Nostalgia’s a powerful thing and it’s a well-known phenomena that people tend to yearn for a better time that they missed the first time around.

That’s our young people are home-dying their hair, wearing flannel shirts and forming grungey bands with big distorted drop-tuned guitars and angsty vocals.

Also, reanimating the Australian Democrats.

You might have missed it in the pre-election hype but the party that once boasted that their mission was to “keep the bastards honest” is back, and they’re using fonts which… look, maybe they’re taking that “nineties” vibe too literally?

In case you don’t remember the last time they were a force in Australian politics, they were the largest party in Australia after the Coalition and Labor, getting a Greens-sized vote nationally.

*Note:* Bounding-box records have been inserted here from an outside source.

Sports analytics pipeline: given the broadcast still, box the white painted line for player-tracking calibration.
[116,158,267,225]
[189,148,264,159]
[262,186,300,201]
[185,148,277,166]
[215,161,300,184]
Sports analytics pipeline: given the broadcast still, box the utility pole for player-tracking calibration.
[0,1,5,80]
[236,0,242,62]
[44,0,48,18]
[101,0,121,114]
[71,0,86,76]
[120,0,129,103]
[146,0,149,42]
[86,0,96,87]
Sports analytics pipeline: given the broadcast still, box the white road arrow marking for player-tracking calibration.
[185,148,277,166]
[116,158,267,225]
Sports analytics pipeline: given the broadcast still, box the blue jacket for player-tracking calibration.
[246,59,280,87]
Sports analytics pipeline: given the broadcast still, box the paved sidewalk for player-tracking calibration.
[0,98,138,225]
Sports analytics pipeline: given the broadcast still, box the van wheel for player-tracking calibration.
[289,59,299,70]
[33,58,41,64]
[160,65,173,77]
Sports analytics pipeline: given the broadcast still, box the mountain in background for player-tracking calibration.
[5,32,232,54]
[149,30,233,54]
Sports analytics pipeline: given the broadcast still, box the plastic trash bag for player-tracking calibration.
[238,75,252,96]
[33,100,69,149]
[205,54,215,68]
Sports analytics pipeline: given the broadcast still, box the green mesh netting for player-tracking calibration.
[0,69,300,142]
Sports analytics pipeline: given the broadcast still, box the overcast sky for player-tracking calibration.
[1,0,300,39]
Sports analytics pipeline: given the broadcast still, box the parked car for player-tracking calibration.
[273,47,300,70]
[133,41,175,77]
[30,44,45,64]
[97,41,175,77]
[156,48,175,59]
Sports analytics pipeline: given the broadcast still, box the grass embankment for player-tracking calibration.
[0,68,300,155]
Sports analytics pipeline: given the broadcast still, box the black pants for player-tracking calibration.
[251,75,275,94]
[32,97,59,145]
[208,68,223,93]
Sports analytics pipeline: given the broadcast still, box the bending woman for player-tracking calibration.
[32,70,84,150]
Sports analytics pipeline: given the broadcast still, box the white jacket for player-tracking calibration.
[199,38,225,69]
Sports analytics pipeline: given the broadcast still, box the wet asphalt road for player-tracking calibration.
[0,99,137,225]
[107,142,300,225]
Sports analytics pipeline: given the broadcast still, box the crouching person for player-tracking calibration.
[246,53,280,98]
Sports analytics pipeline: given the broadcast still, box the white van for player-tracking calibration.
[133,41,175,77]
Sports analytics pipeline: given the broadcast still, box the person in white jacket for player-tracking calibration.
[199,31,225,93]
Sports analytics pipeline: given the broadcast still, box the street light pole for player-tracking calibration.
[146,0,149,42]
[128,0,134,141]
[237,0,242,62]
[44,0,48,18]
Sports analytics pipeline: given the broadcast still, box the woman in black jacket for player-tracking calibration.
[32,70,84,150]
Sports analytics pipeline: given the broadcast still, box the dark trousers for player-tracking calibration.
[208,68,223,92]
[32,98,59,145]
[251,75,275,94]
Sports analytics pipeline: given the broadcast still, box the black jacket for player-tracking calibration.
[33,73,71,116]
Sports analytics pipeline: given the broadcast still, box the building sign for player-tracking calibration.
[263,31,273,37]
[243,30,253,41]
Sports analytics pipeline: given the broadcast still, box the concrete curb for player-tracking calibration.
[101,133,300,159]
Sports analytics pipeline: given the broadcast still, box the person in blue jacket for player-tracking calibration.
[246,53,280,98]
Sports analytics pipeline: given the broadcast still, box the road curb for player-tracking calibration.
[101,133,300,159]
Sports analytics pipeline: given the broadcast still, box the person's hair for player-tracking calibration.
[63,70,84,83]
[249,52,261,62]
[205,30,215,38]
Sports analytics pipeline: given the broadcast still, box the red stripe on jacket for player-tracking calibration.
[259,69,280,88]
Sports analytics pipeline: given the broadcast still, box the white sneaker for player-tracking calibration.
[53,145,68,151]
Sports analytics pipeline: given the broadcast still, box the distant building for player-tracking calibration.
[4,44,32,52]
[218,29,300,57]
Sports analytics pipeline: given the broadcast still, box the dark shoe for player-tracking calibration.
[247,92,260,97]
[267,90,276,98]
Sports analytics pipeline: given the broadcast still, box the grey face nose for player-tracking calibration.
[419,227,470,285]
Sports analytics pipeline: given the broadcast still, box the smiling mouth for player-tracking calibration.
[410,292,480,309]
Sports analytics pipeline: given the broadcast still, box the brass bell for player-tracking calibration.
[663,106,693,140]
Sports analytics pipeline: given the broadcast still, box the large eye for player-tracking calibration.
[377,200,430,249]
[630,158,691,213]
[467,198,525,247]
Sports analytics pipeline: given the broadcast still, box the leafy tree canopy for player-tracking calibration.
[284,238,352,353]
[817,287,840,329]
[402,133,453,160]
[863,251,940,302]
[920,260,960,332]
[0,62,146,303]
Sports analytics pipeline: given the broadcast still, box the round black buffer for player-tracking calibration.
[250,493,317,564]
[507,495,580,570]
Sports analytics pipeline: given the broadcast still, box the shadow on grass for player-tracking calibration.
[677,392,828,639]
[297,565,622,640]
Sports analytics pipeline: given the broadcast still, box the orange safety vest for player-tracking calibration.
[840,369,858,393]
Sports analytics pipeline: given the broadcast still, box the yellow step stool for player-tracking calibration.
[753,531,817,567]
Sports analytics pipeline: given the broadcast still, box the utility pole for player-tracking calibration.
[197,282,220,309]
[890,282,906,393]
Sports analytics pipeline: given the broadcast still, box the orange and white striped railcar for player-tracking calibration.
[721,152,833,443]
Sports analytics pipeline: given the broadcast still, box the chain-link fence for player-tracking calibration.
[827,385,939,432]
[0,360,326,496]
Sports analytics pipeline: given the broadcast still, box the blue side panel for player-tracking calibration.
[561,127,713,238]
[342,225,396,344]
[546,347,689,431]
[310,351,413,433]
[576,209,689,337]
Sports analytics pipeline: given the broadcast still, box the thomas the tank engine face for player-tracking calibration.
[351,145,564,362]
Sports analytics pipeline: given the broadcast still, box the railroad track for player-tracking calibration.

By the end of the nineties people were seriously talking about them as being the sensible centrist future of Australian politics, particularly under the leadership of Cheryl Kernot.

Then she quit to join Labor (and to have her affair with foreign minister Garth Evans inspire the above highlight of Keating: The Musical) and her successor Meg Lees cut a deal with John Howard to allow the introduction of the GST (despite the protests of much of her party) and Australia went “oh, they’re not a party of principle at all, they’re dealmakers like everyone else” and promptly stopped voting for them.

That was despite the heroic attempts of subsequent leaders Natasha Stott Despoja – you remember her, she was famous for being the youngest ever senator at the time and wearing Doc Martens boots into parliament – and Andrew Bartlett, who was famous for quitting as leader after being drunk and belligerent in parliament and later reappeared as a Greens senator.

By 2008 there were no AusDems in parliament or anywhere else. They were deregistered as a political party in 2015 when they couldn’t scrape together 500 members.

Still, given that over a quarter of voters polled by Ipsos least week said they’d vote for a party other than Labor or the Coalition, you’d think there would never have been a better time to be a centrist minor party.

Provided that you ignore the existence of the Centre Alliance who have an MP in the seat of Mayo and two senators and yet are never discussed with anything other than a “who? They’re doing what?”